Use of Seismic-Derived Attribute for Internal Reservoir Description: A Case History
Sala, Claudio, Luca Baruffini, Fabio Luoni, Anna Pizzo, Marco Rovellini, ENI -Exploration & Production, San Donato Milanese, Italy
The opening of the deep-water frontier highlights the importance of integrating well data with the information coming from different sources, to reduce the appraisal costs and improve the reservoir knowledge. The presented case history illustrates a semi-quantitative approach for integrating seismic information for the internal reservoir description.
The reservoir is characterised by deep-water channel-lobe systems. The complex internal architecture reflects the coexistence of surge-type gravity flow and sustained currents. These two mechanisms, together with the channel system evolution have a big impact in the facies distribution and, in the view of reservoir management, in the geometry and in the quality of the sands.
In this perspective, a reliable and constrained distribution of the heterogeneity in the reservoir levels is a basic factor to optimise the development, reducing uncertainties and minimizing risk.
The applied approach uses the seismic information for facies distribution, integrating data at the well and seismic scale, also accounting for the peculiar sand deposition mechanisms of the current sedimentary environment.
Using a statistical methodology, well logs and core data are used to define a very detailed facies distribution at the well (well-facies).
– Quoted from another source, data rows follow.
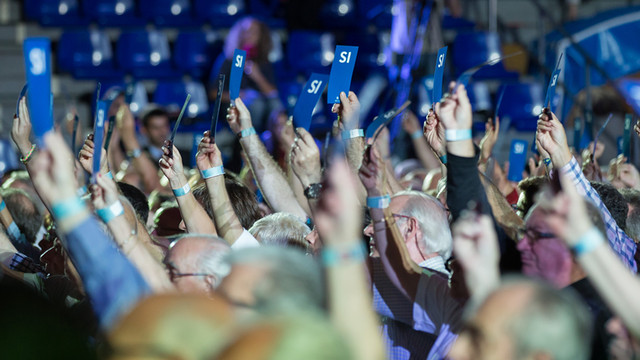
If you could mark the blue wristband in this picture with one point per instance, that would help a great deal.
(110, 212)
(67, 208)
(457, 135)
(379, 202)
(182, 191)
(212, 172)
(588, 242)
(247, 132)
(332, 256)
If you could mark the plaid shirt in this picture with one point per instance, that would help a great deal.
(622, 244)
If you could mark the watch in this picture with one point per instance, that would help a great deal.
(313, 191)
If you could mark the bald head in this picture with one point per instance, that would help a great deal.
(196, 263)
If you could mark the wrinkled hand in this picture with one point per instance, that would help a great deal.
(208, 154)
(21, 129)
(455, 111)
(85, 156)
(52, 171)
(104, 193)
(489, 140)
(305, 159)
(348, 110)
(434, 132)
(238, 117)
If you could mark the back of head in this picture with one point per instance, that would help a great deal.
(292, 280)
(137, 199)
(552, 322)
(24, 212)
(281, 229)
(614, 201)
(432, 219)
(242, 199)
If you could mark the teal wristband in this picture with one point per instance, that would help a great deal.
(182, 191)
(110, 212)
(67, 208)
(588, 242)
(333, 257)
(457, 135)
(379, 202)
(212, 172)
(247, 132)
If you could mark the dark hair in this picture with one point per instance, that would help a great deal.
(24, 212)
(137, 199)
(157, 112)
(242, 199)
(614, 201)
(530, 187)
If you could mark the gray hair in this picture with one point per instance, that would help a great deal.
(432, 219)
(292, 280)
(282, 229)
(553, 321)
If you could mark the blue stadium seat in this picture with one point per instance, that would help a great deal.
(220, 13)
(113, 12)
(171, 94)
(309, 51)
(87, 55)
(145, 54)
(167, 12)
(522, 103)
(55, 12)
(193, 53)
(473, 48)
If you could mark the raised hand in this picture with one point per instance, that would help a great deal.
(21, 128)
(434, 132)
(348, 110)
(238, 117)
(208, 154)
(305, 159)
(85, 156)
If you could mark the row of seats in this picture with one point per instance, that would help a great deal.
(177, 13)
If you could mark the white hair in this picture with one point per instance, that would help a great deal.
(432, 220)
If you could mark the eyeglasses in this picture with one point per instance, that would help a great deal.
(174, 273)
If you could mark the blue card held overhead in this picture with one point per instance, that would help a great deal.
(308, 99)
(517, 159)
(237, 69)
(341, 72)
(37, 58)
(98, 136)
(23, 92)
(438, 74)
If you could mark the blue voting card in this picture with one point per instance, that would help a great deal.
(98, 136)
(626, 137)
(37, 58)
(341, 72)
(237, 68)
(23, 92)
(517, 159)
(438, 74)
(309, 96)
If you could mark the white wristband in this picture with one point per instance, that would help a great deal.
(457, 134)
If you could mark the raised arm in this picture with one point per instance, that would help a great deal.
(272, 182)
(193, 214)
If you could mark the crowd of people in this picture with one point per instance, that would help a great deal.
(312, 252)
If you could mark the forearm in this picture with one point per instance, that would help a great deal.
(226, 220)
(270, 179)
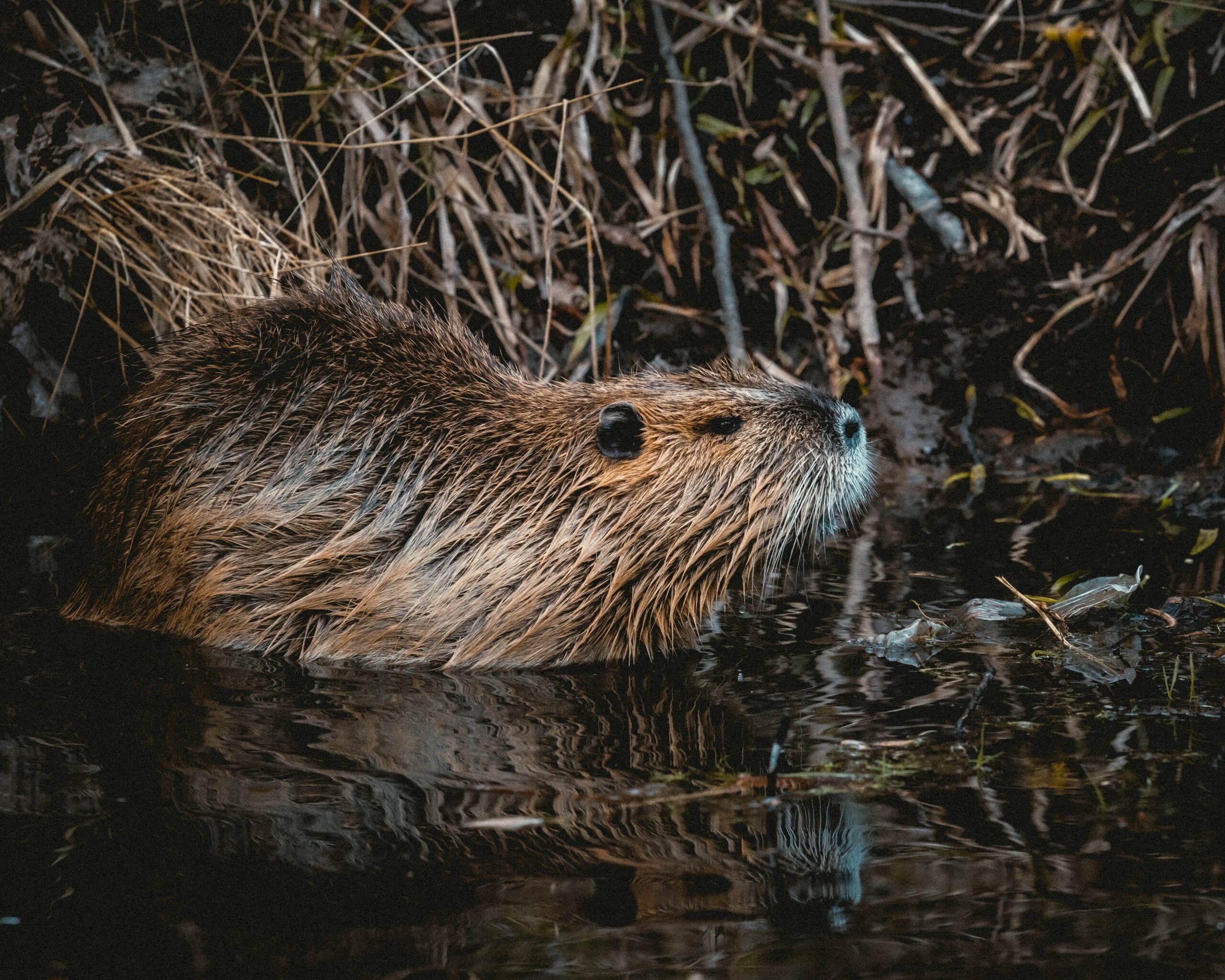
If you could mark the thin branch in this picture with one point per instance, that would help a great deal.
(1018, 362)
(863, 250)
(721, 233)
(1031, 604)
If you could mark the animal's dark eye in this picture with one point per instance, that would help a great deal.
(724, 425)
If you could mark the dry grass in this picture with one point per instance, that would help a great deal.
(385, 135)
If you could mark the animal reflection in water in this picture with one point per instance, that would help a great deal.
(344, 771)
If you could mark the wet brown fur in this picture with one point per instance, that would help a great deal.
(335, 478)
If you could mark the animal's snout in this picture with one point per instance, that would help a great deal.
(852, 428)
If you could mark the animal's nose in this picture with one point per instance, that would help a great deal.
(852, 429)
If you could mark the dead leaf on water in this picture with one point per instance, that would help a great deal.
(1206, 539)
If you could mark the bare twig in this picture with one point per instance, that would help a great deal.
(1031, 604)
(863, 250)
(930, 92)
(721, 233)
(1018, 362)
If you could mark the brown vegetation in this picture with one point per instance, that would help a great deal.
(537, 179)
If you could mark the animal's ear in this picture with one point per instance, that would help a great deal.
(619, 435)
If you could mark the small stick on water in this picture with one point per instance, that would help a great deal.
(1029, 603)
(976, 699)
(776, 756)
(721, 233)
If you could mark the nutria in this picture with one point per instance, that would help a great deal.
(333, 477)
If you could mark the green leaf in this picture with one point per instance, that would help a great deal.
(1027, 413)
(717, 128)
(1075, 139)
(761, 174)
(1206, 539)
(1062, 583)
(1186, 14)
(594, 320)
(1163, 84)
(1159, 37)
(810, 107)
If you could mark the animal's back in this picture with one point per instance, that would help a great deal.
(268, 461)
(335, 478)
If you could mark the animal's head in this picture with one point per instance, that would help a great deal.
(781, 466)
(699, 484)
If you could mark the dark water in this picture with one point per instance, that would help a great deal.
(172, 812)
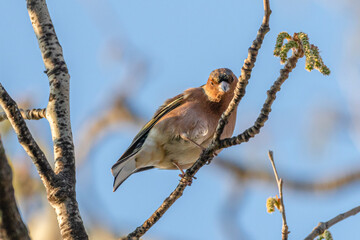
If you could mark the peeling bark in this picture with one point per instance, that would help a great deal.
(11, 225)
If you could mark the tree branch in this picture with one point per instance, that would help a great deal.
(29, 114)
(25, 138)
(63, 196)
(11, 225)
(266, 109)
(322, 226)
(279, 181)
(208, 154)
(334, 183)
(249, 64)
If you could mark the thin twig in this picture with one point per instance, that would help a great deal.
(208, 154)
(11, 224)
(266, 109)
(28, 114)
(279, 181)
(334, 183)
(322, 226)
(249, 64)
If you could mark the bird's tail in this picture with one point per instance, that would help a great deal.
(122, 170)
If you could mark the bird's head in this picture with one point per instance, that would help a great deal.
(221, 83)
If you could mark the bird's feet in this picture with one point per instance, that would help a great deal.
(186, 181)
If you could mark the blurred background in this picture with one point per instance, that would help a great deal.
(126, 57)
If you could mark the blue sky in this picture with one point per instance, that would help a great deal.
(181, 43)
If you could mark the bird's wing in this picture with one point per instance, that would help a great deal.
(140, 138)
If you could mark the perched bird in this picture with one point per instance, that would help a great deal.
(180, 129)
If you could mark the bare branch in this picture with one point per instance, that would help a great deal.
(322, 226)
(266, 109)
(25, 138)
(208, 154)
(334, 183)
(279, 181)
(249, 64)
(11, 225)
(28, 114)
(63, 196)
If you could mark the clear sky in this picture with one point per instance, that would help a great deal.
(310, 128)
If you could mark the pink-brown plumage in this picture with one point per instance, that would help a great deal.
(167, 140)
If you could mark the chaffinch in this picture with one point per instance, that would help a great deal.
(180, 129)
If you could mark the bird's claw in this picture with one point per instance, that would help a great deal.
(186, 181)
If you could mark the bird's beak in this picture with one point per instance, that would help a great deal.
(224, 87)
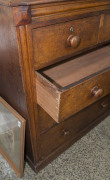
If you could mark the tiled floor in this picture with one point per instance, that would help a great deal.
(87, 159)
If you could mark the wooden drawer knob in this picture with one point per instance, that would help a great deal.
(104, 105)
(97, 92)
(73, 41)
(66, 133)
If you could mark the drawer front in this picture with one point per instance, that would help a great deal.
(70, 128)
(61, 104)
(51, 43)
(104, 33)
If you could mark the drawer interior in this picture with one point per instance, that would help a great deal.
(67, 88)
(79, 68)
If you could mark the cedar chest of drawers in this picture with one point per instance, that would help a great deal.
(55, 70)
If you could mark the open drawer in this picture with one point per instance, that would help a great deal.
(67, 88)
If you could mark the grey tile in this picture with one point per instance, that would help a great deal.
(87, 159)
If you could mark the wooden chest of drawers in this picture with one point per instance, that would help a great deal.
(55, 70)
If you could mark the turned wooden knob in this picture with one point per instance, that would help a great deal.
(97, 92)
(66, 133)
(73, 41)
(104, 105)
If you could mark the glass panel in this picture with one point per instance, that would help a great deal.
(12, 132)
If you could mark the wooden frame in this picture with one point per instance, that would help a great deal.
(19, 171)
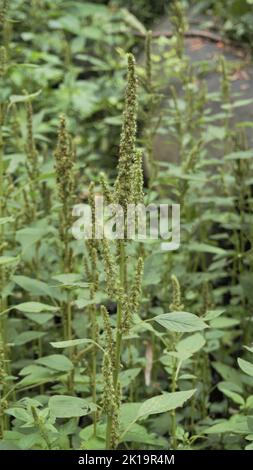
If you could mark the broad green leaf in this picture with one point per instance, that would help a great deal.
(35, 286)
(5, 260)
(205, 248)
(181, 322)
(188, 346)
(63, 406)
(246, 366)
(35, 307)
(23, 98)
(243, 154)
(5, 220)
(237, 425)
(27, 337)
(238, 399)
(163, 403)
(70, 343)
(57, 362)
(224, 322)
(212, 314)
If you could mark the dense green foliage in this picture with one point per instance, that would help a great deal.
(120, 344)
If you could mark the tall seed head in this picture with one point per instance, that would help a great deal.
(64, 157)
(176, 305)
(123, 182)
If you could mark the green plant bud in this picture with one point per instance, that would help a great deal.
(176, 305)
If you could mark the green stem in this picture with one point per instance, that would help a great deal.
(123, 274)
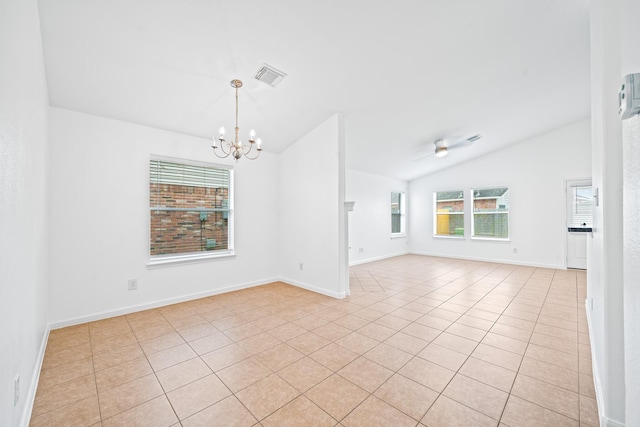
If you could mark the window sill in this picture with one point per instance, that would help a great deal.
(166, 261)
(492, 239)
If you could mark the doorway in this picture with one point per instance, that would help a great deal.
(579, 196)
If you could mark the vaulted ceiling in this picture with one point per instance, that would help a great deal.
(404, 73)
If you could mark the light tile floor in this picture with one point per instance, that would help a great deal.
(421, 341)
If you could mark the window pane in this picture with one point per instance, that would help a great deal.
(491, 213)
(449, 213)
(581, 207)
(397, 213)
(189, 208)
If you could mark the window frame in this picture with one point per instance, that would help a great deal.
(402, 213)
(474, 213)
(436, 213)
(199, 256)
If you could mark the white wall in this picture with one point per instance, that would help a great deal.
(604, 275)
(311, 191)
(535, 171)
(23, 210)
(99, 220)
(370, 221)
(630, 63)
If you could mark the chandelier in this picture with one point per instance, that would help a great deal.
(236, 148)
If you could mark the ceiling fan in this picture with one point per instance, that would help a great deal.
(444, 145)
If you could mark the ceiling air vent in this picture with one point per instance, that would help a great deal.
(270, 75)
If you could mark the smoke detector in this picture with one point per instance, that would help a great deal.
(270, 75)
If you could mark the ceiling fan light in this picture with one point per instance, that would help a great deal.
(441, 151)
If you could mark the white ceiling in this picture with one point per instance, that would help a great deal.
(402, 72)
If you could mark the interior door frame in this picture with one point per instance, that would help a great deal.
(566, 214)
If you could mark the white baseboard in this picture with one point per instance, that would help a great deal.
(312, 288)
(605, 421)
(157, 303)
(493, 260)
(378, 258)
(35, 379)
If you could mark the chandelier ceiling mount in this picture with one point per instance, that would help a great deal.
(236, 148)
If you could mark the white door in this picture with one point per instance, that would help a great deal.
(579, 222)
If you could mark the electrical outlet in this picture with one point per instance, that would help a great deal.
(16, 391)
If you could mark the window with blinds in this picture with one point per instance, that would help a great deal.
(581, 214)
(490, 213)
(397, 214)
(191, 208)
(449, 213)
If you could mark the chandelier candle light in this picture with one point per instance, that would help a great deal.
(236, 148)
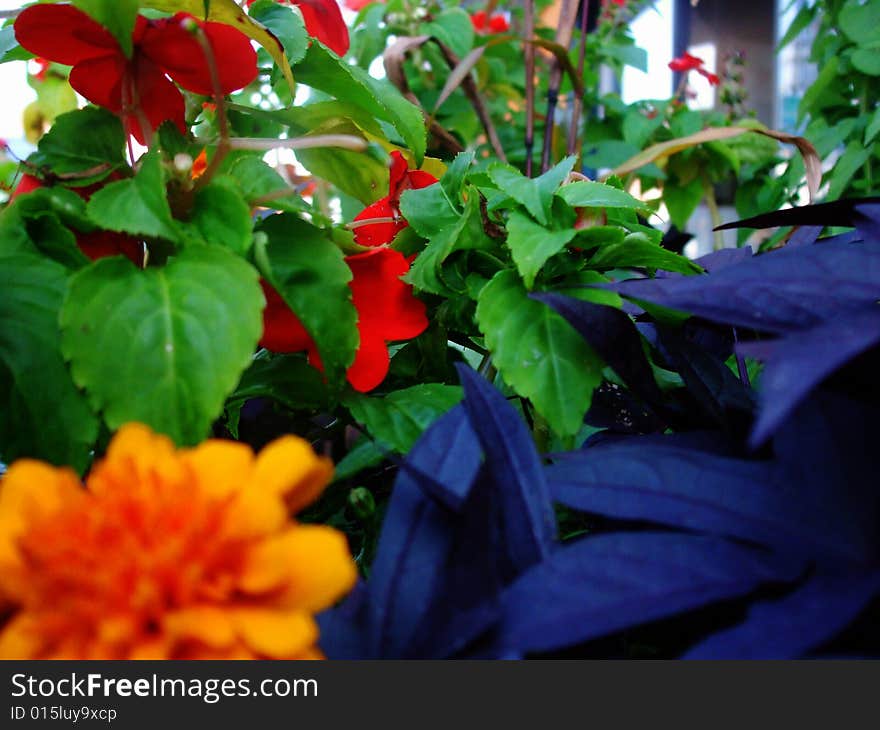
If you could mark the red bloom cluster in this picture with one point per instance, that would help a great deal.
(137, 88)
(97, 244)
(323, 20)
(387, 309)
(496, 23)
(401, 178)
(686, 62)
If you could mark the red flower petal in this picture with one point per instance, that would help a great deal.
(282, 330)
(378, 234)
(64, 34)
(179, 54)
(386, 306)
(324, 21)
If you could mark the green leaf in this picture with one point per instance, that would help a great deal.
(682, 201)
(310, 274)
(138, 206)
(397, 420)
(80, 141)
(587, 194)
(637, 250)
(286, 379)
(535, 194)
(323, 70)
(286, 25)
(873, 127)
(860, 21)
(117, 16)
(538, 353)
(453, 28)
(532, 244)
(42, 414)
(220, 217)
(163, 346)
(260, 184)
(867, 60)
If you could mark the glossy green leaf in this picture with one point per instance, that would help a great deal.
(42, 414)
(309, 272)
(398, 419)
(538, 353)
(163, 346)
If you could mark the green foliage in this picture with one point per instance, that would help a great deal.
(162, 346)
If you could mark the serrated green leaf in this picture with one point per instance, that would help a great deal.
(538, 353)
(638, 250)
(42, 414)
(286, 379)
(397, 420)
(286, 25)
(220, 217)
(163, 346)
(310, 274)
(82, 140)
(138, 206)
(532, 244)
(588, 194)
(535, 194)
(323, 70)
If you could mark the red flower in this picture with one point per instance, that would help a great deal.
(496, 23)
(401, 178)
(686, 62)
(137, 88)
(387, 310)
(323, 21)
(97, 244)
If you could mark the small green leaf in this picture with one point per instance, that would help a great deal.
(538, 353)
(42, 414)
(323, 70)
(138, 206)
(82, 140)
(637, 250)
(310, 274)
(532, 244)
(397, 420)
(587, 194)
(163, 346)
(535, 194)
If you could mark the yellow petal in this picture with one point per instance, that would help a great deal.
(311, 562)
(137, 457)
(222, 468)
(207, 624)
(30, 492)
(288, 467)
(276, 634)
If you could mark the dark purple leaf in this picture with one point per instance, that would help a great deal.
(790, 627)
(797, 363)
(665, 480)
(781, 291)
(838, 213)
(612, 334)
(525, 521)
(607, 583)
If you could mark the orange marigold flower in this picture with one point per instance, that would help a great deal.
(168, 554)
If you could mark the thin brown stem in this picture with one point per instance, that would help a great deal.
(529, 32)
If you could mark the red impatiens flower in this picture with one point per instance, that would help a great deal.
(323, 20)
(387, 310)
(97, 244)
(496, 23)
(137, 88)
(401, 178)
(686, 62)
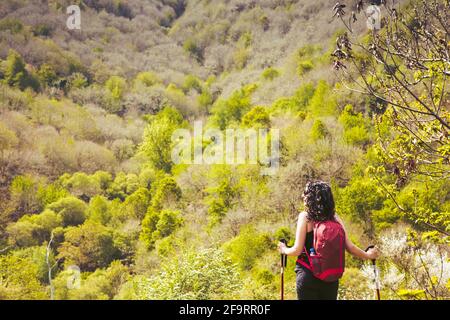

In parallel, the seismic volume has been inverted to elastic attribute and calibrated to acoustic facies (seis-facies) defined by petroacousticelastic modelling using well data.
Next, a quantitative relationship has been found between well-facies and seis-facies. The final distribution of well-facies has been obtained using the 3D seis-facies volume to steer the geostatistical simulations, capturing the depositional system heterogeneity and evolution. Petrophysical properties are finally simulated inside each facies according with the core analysis and the log interpretation.
At the end, a series of reliable pictures of the reservoir obtained with this methodology has been successfully used for a trustworthy reserves risk assesment and for the well plan optimisation.